“昨晚到底是谁?”
万贞儿痛苦扶额,攥紧避孕药,她大意了,现代科技发达,她肯定是中了什么致幻药,被人迷。奸了。
不是他,以他的脾气性格,如果真的知道她这样受苦的话,怎么可能无动于衷?对她大发雷霆!
“不。。不可能,我要见少爷,朱见深,出来见我!”
“z,你疯了!闭嘴!”k吓得伸手捂住她大喊大叫的嘴巴。
一门之隔,朱见深坐在浴池里,嫌恶的用毛巾一遍遍反复擦拭身上密密麻麻的痕迹,都是那个陌生女孩留下的痕迹。
他快吐了,甚至捂嘴开始干呕。
昨晚灵魂被困在躯壳里无能为力的噩梦,令他愤怒,那个疯子为什么会对一个平平无奇的女孩如痴如狂?
那个疯子,甚至用他的身体,和那个女孩发生了关系。。。
这是他第一次吻她,然而却疑惑不是第一次,仿佛他和那个女孩已经发生无数次关系了。
“疯子!”
朱见深懊恼扑进水里,昏昏沉沉的世界迷乱而难堪,莫名野火再次烧上身来。
这是不曾有过的荒唐事,几个月前,他发现自己得了精神分裂。
另一个自己,像个疯子,在疯狂寻找一个人。
那个疯子不计后果找寻一个叫万贞儿的女孩,朱见深不敢让人知道他有病,只能对那个疯子的行为忍气吞声。
门外的争执让人烦躁,朱见深凝眉,不悦呵斥:“不吃药就滚!”
话音未落,心口一阵钻心剧痛,他疼得闷哼,捂着心口,许久才缓过神。
朱见深寒着脸,抓过药瓶,咽下一颗,蹙眉再咽下一颗,加大药量,才能清醒一段时间。
门外,万贞儿咬唇忍泪,撕开药盒,含泪咽下避孕药。
不是,不是濬郎。。
不是他。。。。
“那个。。。对不起,我想,我无法胜任这份工作,抱歉,我要走了,我要回家了。。

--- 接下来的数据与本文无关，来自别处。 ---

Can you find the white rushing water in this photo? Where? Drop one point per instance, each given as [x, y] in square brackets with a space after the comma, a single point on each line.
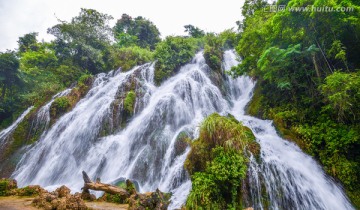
[4, 134]
[42, 118]
[148, 149]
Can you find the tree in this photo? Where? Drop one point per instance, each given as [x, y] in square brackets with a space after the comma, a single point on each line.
[9, 72]
[194, 31]
[146, 33]
[85, 39]
[28, 42]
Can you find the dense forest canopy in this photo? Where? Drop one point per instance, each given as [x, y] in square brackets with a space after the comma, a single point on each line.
[307, 67]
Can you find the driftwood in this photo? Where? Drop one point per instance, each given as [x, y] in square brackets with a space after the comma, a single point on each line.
[151, 200]
[98, 186]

”
眼泪簌簌落下,越擦越多,万贞儿转身狂奔离开,她不敢停下,怕自己会不死心,再去执着见一个陌生人。
浑浑噩噩从那座四合院离开,手机发来银行短信,万贞儿盯着短信内容沉默许久,擦干净眼泪。
一百万的赔偿费入账。
她立即找到最近的银行站点,把九十九万八千退回去。
她没办法心安理得收下这笔钱,否则真的沦为卖身的了。
转账之后,万贞儿孤身一人拖着行李箱,漫无目的走在潮白河畔,走的脚酸了,天色渐晚,她失魂落魄枯坐在河边。
此时有两个大婶拎着塑料袋,哗啦一下,把塑料袋里的鱼儿倒进河里。
“快看!它们还很有灵性,都不走,还知道回来感谢我们,阿弥陀佛,快走吧快走吧!”
大婶们嗓门很大,万贞儿看向河里扑腾的红色鱼儿,瞠目结舌。
“大婶,你们放生的是东星斑吗?”
“是啊,老贵了,放生是积德行善,你看其中一条还大着肚子呢,我们能救很多命攒功德。”
“东星斑是海鱼,只能放生到海里,同理,淡水鱼也不能丢进大海放生,否则会死。”